All’iniziativa hanno aderito importanti realtà pubbliche come l’Ausl, ma anche aziende private come Barilla e persino un’istituzione come l’Automobile Club Italia. «La nostra adesione è un’adesione di sostanza, ci teniamo davvero a partecipare, anche se abbiamo appena 30 dipendenti. Le nostre preoccupazioni sono la mobilità e la sicurezza stradale e vorremmo che fossero assolutamente sostenibili», dichiara il mobility manager della sezione parmense di Automobile Club.
Ma come funziona Bike to work? «Il Comune tramite un’app valuta il mezzo utilizzato per gli spostamenti casa-lavoro dei dipendenti tramite un Gps che analizza la velocità del movimento: si possono ottenere fino a 20 centesimi al chilometro e nella misura massima di 50 euro mensili per ciascun dipendente. Il primo progetto non è andato benissimo ma erano mesi particolari, freddi, in cui spostarsi in maniera diversa era difficile. Eppure, noi, anche se con sole 14 aziende, ce l’abbiamo fatta e siamo stati gli unici insieme a Bologna ad andare avanti. Oggi siamo già sa più del doppio e se ne aggiungono di nuove ogni giorno. Un segnale eccellente, significa che c’è voglia di partecipare e voglia di un futuro diverso», dichiara Chiari.
L‘obiettivo è ridurre l’uso dell’auto privata per andare al lavoro e abbattere quindi le emissioni
Le funzioni del mobility manager
Quali sono oggi le funzioni di un mobility manager? «Chi svolge questo ruolo in un’azienda ha l’obbligo di redigere il piano di spostamento casa-lavoro, facendo in modo di ridurre l’uso dell’auto privata per i dipendenti dell’azienda per cui lavora. Il suo obiettivo è quindi ridurre le emissioni e diffondere la sostenibilità», spiega Chiari.
Nel far questo è importante soprattutto il dialogo con gli altri mobility manager dell’area metropolitana e con i rappresentanti delle istituzioni, che possono trarre interessanti conclusioni dal lavoro di queste figure aziendali. «Più idee e consigli si raccolgono su come migliorare la mobilità sul territorio più il decisore pubblico può migliorare le sue politiche sul tema. È grazie a lui se riusciamo ad avere sconti e agevolazioni per gli abbonamenti sui mezzi pubblici e benefit, come rastrelliere e parcheggi che riserviamo ai dipendenti che ne hanno necessità», sottolinea Berté.

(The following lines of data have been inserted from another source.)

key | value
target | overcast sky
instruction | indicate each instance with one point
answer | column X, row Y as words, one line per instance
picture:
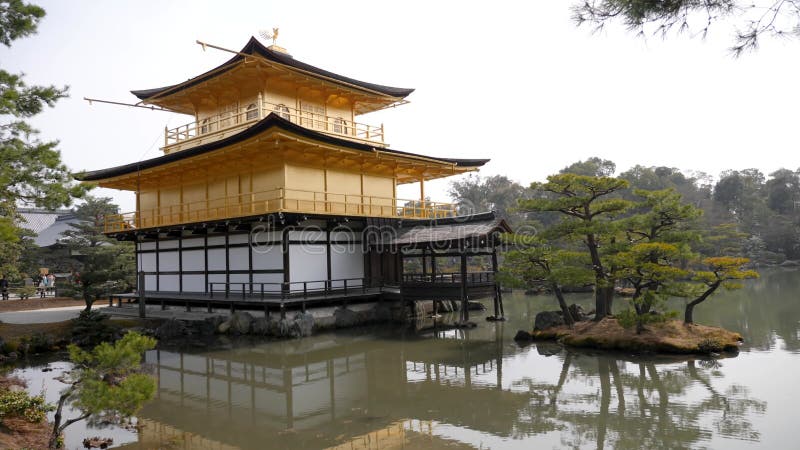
column 517, row 82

La figura ha anche una sua importanza per le aziende, nonostante un ruolo non sempre di primo piano. Come evidenzia sempre Berté, mobility manager di una realtà pubblica che fattura 800 milioni l’anno, «questo ruolo non è fisso all’interno di un settore lavorativo. Eppure, ha la sua utilità perché permette di fare valutazioni su spese come il parco auto dell’azienda. Abbiamo 137 vetture che girano nella provincia e adesso, grazie ai Gps inseriti, possiamo valutare chilometri percorsi e decidere se cambiarle oppure no». Il mobility manager è anche colui che valuta eventuali soluzioni alternative. «Da mobility manager ho avuto anche l’occasione di interfacciarmi con sviluppatori di app di car sharing e car pooling, con i quali ho stretto accordi per poterle utilizzare gratuitamente in cambio di un numero elevato di dipendenti che vi partecipavano. Alla fine, è quello il segreto. Ciò che conta è raggiungere l’obiettivo», evidenzia Chiari.